Preventing Correlated Failures through Snap-Audits

18 September 2017

New Image

Correlated failures significantly affect the reliability of cloud services. Current post-failure forensics (e.g., diagnosis tools) need prolonged troubleshooting and recovery time in the face of complex network/software stacks, while pre-deployment analysis (e.g.,, INDaaS) cannot detect root causes introduced by network and software updates in service runtime. This paper argues for snap-audits that aim to prevent correlated failures by enabling administrators to accurately, rapidly and continuously check potential risks in each important snapshot, e.g., system update, during the service runtime.

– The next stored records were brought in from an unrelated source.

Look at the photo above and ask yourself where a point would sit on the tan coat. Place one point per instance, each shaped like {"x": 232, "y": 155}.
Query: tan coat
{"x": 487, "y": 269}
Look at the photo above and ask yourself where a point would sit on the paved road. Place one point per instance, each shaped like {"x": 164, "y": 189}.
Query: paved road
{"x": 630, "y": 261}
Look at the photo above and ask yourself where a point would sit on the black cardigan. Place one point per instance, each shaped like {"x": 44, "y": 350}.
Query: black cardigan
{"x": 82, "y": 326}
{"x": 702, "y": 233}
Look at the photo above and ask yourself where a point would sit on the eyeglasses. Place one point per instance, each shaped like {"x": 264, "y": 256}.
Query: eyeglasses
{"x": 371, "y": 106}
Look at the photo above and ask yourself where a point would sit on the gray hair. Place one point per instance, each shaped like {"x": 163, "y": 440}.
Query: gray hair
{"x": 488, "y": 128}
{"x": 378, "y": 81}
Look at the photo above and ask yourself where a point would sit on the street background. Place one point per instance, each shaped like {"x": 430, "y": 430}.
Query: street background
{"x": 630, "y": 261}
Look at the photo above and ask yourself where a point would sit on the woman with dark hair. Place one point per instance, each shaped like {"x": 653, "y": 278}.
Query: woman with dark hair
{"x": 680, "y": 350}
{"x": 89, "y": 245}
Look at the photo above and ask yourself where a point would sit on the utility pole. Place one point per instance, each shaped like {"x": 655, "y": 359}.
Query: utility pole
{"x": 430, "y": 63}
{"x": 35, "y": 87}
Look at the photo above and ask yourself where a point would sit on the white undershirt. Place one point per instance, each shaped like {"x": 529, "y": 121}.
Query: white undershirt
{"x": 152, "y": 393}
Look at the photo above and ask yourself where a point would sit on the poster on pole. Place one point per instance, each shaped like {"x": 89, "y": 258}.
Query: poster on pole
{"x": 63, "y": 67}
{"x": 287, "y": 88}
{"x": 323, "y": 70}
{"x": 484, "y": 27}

We build CloudCanary system that uses snap-audits to analyze the network/software stack of any snapshot of interest to alter administrators to two types of root causes: 1) bugs potentially resulting in correlated failures and 2) network fragility, i.e., the simultaneous glitches of few network components resulting in correlated failures. CloudCanary offers a suite of efficient and accurate snap-audit implementations by tweaking verification tools (e.g., MinCostSAT and model counter) in a non-trivial way. We further build two useful applications on CloudCanary: service deployment recommendation and network-fragility repair. Our experiments show CloudCanary can determine the top-20 critical network fragility in a 70,656-node system in 3 minutes, which is 500x faster than state-of-the-arts.